Starting No. 100 of 102 entrants, he was one of three to complete the 20km event hitting 20 of 20 shots. He edged Czech Ondrej Moravec by 3.3 seconds for gold after 48 minutes on course. France’s Martin Fourcade, arguably the most dominant athlete in any winter sport at the moment, took bronze.
“I know how important and good it is for biathlon to have some people outside of Europe winning,” Fourcade said. “I couldn’t be more satisfied about another guy winning today.”
Before Thursday, biathlon was the only Winter Olympic sport where the U.S. had yet to win an Olympic or world title. Biathlon has been part of the Olympic program since 1960. Its world championships have been held since 1958.
Before this year, Bailey’s previous best Olympic or worlds finish was eighth. A little more than one year ago, he had it all planned out that the 2015-16 season would be his last:
For his final world championships to be in Oslo, one of the iconic biathlon venues, in 2016. His wife was pregnant. Bailey would return from Europe. They would continue the tradition of his wife’s farming family, which had for nearly 30 years grown seed potatoes and then a herd of more than 100 bison in Upstate New York.
“We were going to start with raising cattle, because when we ran the numbers it just looked like we can actually make a profit,” Bailey said. “Bison are incredibly dangerous and a very risky business. Our plan was to start a cattle business and become beef producers.”
Plans changed late last season.
Bailey received a call from what was described to him as “a fledgling non-profit” in Bozeman, Montana, looking to build a world-class biathlon center for the western United States. They offered him a job — “I didn’t know that jobs like this exist,” Bailey said — and wanted him to continue competing through the 2018 Olympics while helping fundraise on the side.

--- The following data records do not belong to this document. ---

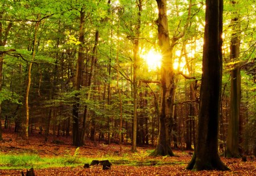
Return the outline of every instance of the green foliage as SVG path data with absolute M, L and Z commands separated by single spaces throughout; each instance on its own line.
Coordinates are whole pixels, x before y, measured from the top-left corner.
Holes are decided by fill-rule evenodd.
M 1 155 L 0 158 L 0 168 L 30 168 L 34 167 L 36 163 L 42 160 L 35 154 L 26 155 Z
M 0 91 L 0 104 L 4 101 L 9 101 L 12 103 L 22 104 L 19 99 L 20 96 L 14 92 L 10 92 L 6 89 L 3 89 Z
M 67 154 L 65 155 L 66 160 L 64 161 L 65 164 L 81 164 L 82 161 L 80 160 L 79 157 L 79 147 L 77 147 L 73 155 L 70 153 L 69 151 L 66 151 Z

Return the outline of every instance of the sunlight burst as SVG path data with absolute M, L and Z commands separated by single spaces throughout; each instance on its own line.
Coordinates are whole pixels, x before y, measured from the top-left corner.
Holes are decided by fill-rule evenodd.
M 147 62 L 149 71 L 156 70 L 161 67 L 162 55 L 155 50 L 151 49 L 148 53 L 141 56 Z

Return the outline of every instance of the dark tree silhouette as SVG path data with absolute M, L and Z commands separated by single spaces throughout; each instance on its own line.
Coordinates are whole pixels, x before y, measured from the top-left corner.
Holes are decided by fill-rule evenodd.
M 197 145 L 187 169 L 229 169 L 218 154 L 218 126 L 222 78 L 222 0 L 207 0 L 203 75 Z

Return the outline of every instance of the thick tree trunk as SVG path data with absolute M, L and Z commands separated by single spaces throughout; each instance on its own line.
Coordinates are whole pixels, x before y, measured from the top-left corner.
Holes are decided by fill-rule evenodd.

“Erika and I thought it over,” he said. “We decided to give it a shot.”
Bailey’s early season was nothing too out of his usual results. His top individual World Cup finish was ninth going into worlds.
But he felt confident after skipping a World Cup in early January, giving him an extra week off during the holidays. Plus, the presence of his baby daughter and the feeling of being “part of something bigger.”
In Hochfilzen, Bailey finished fourth in the 10km sprint and sixth in the 12.5km pursuit before his gold on Thursday. An incredible showing given the U.S. has earned three total biathlon medals in the history of the Olympics and world championships — two silvers and one bronze, all at worlds.
Bailey left the fourth and final shooting stop on Thursday 6.4 seconds faster than the time of Moravec, who had gone about 25 minutes earlier. Bailey had one more 4km loop left to ski, which would take about nine minutes.
“The last loop felt like it was 40 kilometers long and not four kilometers long,” Bailey said. “I was fortunate that I was one of the last starters because I knew where Ondrej’s split times were, so I had every member of our staff screaming their heads off at me.”
The lead was cut to one tenth of a second at the last split with 1.1km to go. With 800 meters left, Bailey remembered a U.S. ski technician running alongside the course, telling him, “Now you’re even.”
“If there was ever a time to find this extra something, this is it,” Bailey thought to himself, that six-second advantage gone. “I tried to stay calm, because with ski technique you can flail and expend a lot of energy and not go anywhere.
“I willed myself to get to the finish as fast as I could.”
As Bailey circled that final loop, he thought back to Sunday, when he was in second place after the last shooting stage in the pursuit and faded to sixth skiing to the finish line.
“Watching the medal go away from me, I replayed this last loop in my head probably 1,000 times the last three days,” Bailey said. “I just told myself if I ever have that chance again, that I can’t let that medal go away. So I kept saying that in the last loop today.”
He reached the finish on Sunday a champion. U.S. high-performance director Bernd Eisenbichler emerged and grabbed him by the cheeks. Bailey screamed. And fell to his knees. And screamed. And screamed.
Bailey leaned over, caught his breath and heard his name on the loud speakers. Then he exchanged a handshake with Max Cobb, the president and CEO of US Biathlon, standing behind a barrier.
“This medal belongs to not only me, but I can think of at least 30 or 40 individuals,” Bailey said.
Another American, Susan Dunklee, is set to join Bailey in qualifying for the Olympic team following the completion of world championships races on Sunday.